What is a Creative Brief?

brief is a communication tool that outlines the goals, objectives, roles, resources and other details of a project. In an agency setting, a brief is often used between clients and the agency’s teams to set expectations for projects, especially advertising and marketing campaigns.

creative brief is a communication tool that agencies use to lay the groundwork before they produce creative assets, including print, audio and visual work. A client completes a creative brief at the start of a project, which helps the creative team understand the vision, purpose, timeline and budget for a project. The client’s marketing team typically prepares a creative brief and works with the videographer. However, smaller companies may not have a dedicated marketing; if this is the case, the videographer might steer the creative brief and provide a template.

The term “video shoot brief” is sometimes used synonymously to refer to a project plan or outline; however, this is a different document entirely. The brief refers to pre-production; it lays the foundation for the resources a videographer needs to produce a video. The plan brings the brief to life; it is the roadmap for doing the work.

Why Do You Need a Video Production Brief?

A video brief tells the video production company how the video is going to fit into your business and your marketing strategy. The video production brief becomes the guide for everyone who is involved, from pre-production to post-production. Our video production process follows seven basic steps, starting with identifying your audience and ending with using video brief templates to guide the projects.
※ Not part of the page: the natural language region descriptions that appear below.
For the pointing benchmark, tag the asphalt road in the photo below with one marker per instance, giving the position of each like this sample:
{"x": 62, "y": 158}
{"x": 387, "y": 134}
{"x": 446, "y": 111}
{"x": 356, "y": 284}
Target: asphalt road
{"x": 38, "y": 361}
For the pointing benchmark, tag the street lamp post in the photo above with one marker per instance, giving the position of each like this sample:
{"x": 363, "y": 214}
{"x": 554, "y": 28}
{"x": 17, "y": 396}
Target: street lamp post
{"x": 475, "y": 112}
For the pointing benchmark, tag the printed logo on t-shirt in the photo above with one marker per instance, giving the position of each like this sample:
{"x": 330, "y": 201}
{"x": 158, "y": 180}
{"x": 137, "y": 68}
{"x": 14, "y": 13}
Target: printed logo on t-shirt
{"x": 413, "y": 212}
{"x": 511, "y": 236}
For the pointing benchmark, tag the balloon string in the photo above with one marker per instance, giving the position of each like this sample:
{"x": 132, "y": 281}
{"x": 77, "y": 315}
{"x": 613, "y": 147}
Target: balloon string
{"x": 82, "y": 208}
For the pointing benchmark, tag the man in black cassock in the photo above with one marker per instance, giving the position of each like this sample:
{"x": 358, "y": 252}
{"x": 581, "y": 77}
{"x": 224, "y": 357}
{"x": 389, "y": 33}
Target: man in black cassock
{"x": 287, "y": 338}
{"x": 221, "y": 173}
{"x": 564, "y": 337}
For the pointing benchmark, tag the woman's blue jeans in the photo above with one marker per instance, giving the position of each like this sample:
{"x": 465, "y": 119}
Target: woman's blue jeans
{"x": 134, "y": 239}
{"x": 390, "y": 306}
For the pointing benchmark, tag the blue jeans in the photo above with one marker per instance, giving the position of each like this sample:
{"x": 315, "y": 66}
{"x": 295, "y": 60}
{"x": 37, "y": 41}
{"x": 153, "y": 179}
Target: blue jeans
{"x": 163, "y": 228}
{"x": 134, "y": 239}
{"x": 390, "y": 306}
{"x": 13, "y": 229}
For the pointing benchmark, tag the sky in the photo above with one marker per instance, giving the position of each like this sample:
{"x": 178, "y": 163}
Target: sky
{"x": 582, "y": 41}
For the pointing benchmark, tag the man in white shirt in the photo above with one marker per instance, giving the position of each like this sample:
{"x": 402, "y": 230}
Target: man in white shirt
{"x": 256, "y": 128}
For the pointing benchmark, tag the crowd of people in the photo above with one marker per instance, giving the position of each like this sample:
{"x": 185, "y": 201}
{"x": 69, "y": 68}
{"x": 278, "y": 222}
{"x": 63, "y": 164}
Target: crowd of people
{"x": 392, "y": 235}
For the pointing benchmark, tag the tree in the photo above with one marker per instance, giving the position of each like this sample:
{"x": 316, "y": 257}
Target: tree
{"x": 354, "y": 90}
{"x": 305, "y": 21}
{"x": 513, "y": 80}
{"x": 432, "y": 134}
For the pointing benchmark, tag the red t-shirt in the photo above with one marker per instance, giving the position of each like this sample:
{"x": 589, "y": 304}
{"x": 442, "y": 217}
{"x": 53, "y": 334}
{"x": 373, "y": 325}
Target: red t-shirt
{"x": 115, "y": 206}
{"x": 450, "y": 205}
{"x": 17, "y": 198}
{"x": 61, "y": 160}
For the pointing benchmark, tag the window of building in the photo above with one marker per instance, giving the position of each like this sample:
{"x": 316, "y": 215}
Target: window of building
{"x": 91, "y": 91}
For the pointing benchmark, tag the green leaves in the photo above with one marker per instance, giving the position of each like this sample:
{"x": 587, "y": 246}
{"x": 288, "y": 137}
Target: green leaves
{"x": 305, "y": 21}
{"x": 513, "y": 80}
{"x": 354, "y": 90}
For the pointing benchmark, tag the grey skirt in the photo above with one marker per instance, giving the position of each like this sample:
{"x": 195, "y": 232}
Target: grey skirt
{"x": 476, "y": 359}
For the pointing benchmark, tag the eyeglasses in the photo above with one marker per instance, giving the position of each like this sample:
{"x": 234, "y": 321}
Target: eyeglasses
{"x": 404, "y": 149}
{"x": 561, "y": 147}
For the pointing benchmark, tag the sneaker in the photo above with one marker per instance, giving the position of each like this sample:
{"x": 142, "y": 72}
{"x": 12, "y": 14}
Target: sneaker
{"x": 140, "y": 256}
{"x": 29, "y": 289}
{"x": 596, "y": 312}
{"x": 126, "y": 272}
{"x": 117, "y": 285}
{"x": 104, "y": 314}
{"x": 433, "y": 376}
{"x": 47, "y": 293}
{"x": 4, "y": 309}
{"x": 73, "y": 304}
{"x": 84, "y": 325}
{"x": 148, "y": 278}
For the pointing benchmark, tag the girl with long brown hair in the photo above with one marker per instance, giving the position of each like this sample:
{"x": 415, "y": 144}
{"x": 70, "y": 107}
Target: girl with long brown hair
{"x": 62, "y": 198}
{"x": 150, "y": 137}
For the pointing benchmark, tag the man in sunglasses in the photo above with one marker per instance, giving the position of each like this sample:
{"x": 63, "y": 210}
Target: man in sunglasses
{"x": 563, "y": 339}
How to Write a Video Brief (7 Steps)

Step 1: Identify the Audience for Your Video Project

Example: Our core demographic is men from the ages of 25 to 45. Our demographic owns their own home, is handy, and is always interested in new technology.

Every video production brief template asks you to identify your core audience. This audience can be as narrow and as broad as you want it to be. A narrow scope will be more impactful to the core audience that it describes; whereas a broader scope might be less impactful but for a larger audience. Your marketing team will help you drill down to the most effective audiences.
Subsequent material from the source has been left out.